1. 程式人生 > >How to Clean Text for Machine Learning with Python

How to Clean Text for Machine Learning with Python

You cannot go straight from raw text to fitting a machine learning or deep learning model.

You must clean your text first, which means splitting it into words and handling punctuation and case.

In fact, there is a whole suite of text preparation methods that you may need to use, and the choice of methods really depends on your natural language processing task.

In this tutorial, you will discover how you can clean and prepare your text ready for modeling with machine learning.

After completing this tutorial, you will know:

  • How to get started by developing your own very simple text cleaning tools.
  • How to take a step up and use the more sophisticated methods in the NLTK library.
  • How to prepare text when using modern text representation methods like word embeddings.

Let’s get started.

  • Update Nov/2017: Fixed a code typo in the ‘split into words’ section, thanks David Comfort.
How to Develop Multilayer Perceptron Models for Time Series Forecasting

How to Develop Multilayer Perceptron Models for Time Series Forecasting
Photo by Bureau of Land Management, some rights reserved.

Tutorial Overview

This tutorial is divided into 6 parts; they are:

  1. Metamorphosis by Franz Kafka
  2. Text Cleaning is Task Specific
  3. Manual Tokenization
  4. Tokenization and Cleaning with NLTK
  5. Additional Text Cleaning Considerations
  6. Tips for Cleaning Text for Word Embedding

Need help with Deep Learning for Text Data?

Take my free 7-day email crash course now (with code).

Click to sign-up and also get a free PDF Ebook version of the course.

Metamorphosis by Franz Kafka

Let’s start off by selecting a dataset.

In this tutorial, we will use the text from the book Metamorphosis by Franz Kafka. No specific reason, other than it’s short, I like it, and you may like it too. I expect it’s one of those classics that most students have to read in school.

The full text for Metamorphosis is available for free from Project Gutenberg.

You can download the ASCII text version of the text here:

Download the file and place it in your current working directory with the file name “metamorphosis.txt“.

The file contains header and footer information that we are not interested in, specifically copyright and license information.
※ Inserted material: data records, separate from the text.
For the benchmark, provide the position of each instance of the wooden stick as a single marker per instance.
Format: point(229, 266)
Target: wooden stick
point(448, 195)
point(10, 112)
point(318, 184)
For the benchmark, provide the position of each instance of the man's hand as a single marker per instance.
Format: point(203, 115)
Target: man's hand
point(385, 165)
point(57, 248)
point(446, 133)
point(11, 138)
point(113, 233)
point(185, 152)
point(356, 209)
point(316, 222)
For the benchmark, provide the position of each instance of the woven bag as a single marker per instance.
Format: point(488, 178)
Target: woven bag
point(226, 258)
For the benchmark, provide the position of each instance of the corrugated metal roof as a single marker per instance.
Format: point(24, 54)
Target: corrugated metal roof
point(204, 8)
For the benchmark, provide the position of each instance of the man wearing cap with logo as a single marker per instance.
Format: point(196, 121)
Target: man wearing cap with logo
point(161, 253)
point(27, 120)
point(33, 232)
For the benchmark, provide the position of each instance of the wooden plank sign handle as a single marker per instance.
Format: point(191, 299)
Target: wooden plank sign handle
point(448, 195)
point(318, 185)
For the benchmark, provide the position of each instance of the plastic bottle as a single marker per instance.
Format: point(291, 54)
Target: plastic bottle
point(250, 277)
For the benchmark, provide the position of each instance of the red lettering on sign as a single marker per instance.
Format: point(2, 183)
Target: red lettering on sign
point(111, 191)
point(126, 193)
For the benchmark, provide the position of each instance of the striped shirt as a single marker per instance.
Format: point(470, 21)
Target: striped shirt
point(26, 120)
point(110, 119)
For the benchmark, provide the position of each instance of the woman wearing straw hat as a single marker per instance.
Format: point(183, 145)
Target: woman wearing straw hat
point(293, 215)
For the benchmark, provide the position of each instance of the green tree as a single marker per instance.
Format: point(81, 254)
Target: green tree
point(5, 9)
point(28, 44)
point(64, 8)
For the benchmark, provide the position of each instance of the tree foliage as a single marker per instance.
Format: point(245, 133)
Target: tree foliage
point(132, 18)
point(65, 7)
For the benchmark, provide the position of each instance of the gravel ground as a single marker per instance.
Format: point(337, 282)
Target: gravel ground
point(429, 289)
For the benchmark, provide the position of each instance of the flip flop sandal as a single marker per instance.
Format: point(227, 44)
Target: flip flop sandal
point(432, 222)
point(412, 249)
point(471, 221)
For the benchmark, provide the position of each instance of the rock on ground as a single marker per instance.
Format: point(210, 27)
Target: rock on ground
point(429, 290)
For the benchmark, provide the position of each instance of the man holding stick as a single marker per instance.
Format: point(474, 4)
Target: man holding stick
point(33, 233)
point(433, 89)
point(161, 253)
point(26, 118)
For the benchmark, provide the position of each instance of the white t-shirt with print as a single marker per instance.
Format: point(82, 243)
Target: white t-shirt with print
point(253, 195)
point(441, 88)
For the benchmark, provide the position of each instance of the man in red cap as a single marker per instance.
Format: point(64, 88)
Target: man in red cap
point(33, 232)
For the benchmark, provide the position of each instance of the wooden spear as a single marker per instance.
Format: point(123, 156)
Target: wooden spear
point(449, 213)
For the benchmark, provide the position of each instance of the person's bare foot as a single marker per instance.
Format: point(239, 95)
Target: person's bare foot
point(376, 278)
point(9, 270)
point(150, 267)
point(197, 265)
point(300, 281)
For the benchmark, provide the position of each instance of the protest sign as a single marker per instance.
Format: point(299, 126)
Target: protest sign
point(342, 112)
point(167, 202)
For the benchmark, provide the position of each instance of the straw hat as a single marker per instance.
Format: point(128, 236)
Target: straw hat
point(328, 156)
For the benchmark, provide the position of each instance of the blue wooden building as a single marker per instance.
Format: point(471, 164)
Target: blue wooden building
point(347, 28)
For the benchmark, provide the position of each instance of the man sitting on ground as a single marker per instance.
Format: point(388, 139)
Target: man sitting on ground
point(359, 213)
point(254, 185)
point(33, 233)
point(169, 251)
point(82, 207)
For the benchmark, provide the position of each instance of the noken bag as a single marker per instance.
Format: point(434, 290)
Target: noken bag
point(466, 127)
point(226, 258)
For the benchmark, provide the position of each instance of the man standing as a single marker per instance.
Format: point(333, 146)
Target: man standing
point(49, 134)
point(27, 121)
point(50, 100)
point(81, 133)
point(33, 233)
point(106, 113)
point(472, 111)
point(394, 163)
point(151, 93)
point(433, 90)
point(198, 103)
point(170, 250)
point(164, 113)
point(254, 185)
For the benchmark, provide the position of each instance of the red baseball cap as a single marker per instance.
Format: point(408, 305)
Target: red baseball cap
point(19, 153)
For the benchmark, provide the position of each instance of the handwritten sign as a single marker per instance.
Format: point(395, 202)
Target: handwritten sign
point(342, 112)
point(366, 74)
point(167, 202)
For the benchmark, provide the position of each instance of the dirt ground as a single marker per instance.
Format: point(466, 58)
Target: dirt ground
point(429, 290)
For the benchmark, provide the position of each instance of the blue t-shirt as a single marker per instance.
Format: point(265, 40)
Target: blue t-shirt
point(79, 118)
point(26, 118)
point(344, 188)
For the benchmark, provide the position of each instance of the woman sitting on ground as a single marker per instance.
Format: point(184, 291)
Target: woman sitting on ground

Open the file and delete the header and footer information and save the file as “metamorphosis_clean.txt“.

The start of the clean file should look like:

One morning, when Gregor Samsa woke from troubled dreams, he found himself transformed in his bed into a horrible vermin.

The file should end with:

And, as if in confirmation of their new dreams and good intentions, as soon as they reached their destination Grete was the first to get up and stretch out her young body.

Poor Gregor…

Text Cleaning Is Task Specific

After actually getting a hold of your text data, the first step in cleaning up text data is to have a strong idea about what you’re trying to achieve, and in that context review your text to see what exactly might help.

Take a moment to look at the text. What do you notice?

Here’s what I see:

  • It’s plain text so there is no markup to parse (yay!).
  • The translation of the original German uses UK English (e.g. “travelling“).
  • The lines are artificially wrapped with new lines at about 70 characters (meh).
  • There are no obvious typos or spelling mistakes.
  • There’s punctuation like commas, apostrophes, quotes, question marks, and more.
  • There’s hyphenated descriptions like “armour-like”.
  • There’s a lot of use of the em dash (“-“) to continue sentences (maybe replace with commas?).
  • There are names (e.g. “Mr. Samsa“)
  • There does not appear to be numbers that require handling (e.g. 1999)
  • There are section markers (e.g. “II” and “III”), and we have removed the first “I”.

I’m sure there is a lot more going on to the trained eye.

We are going to look at general text cleaning steps in this tutorial.

Nevertheless, consider some possible objectives we may have when working with this text document.

For example:

  • If we were interested in developing a Kafkaesque language model, we may want to keep all of the case, quotes, and other punctuation in place.
  • If we were interested in classifying documents as “Kafka” and “Not Kafka,” maybe we would want to strip case, punctuation, and even trim words back to their stem.

Use your task as the lens by which to choose how to ready your text data.

Manual Tokenization

Text cleaning is hard, but the text we have chosen to work with is pretty clean already.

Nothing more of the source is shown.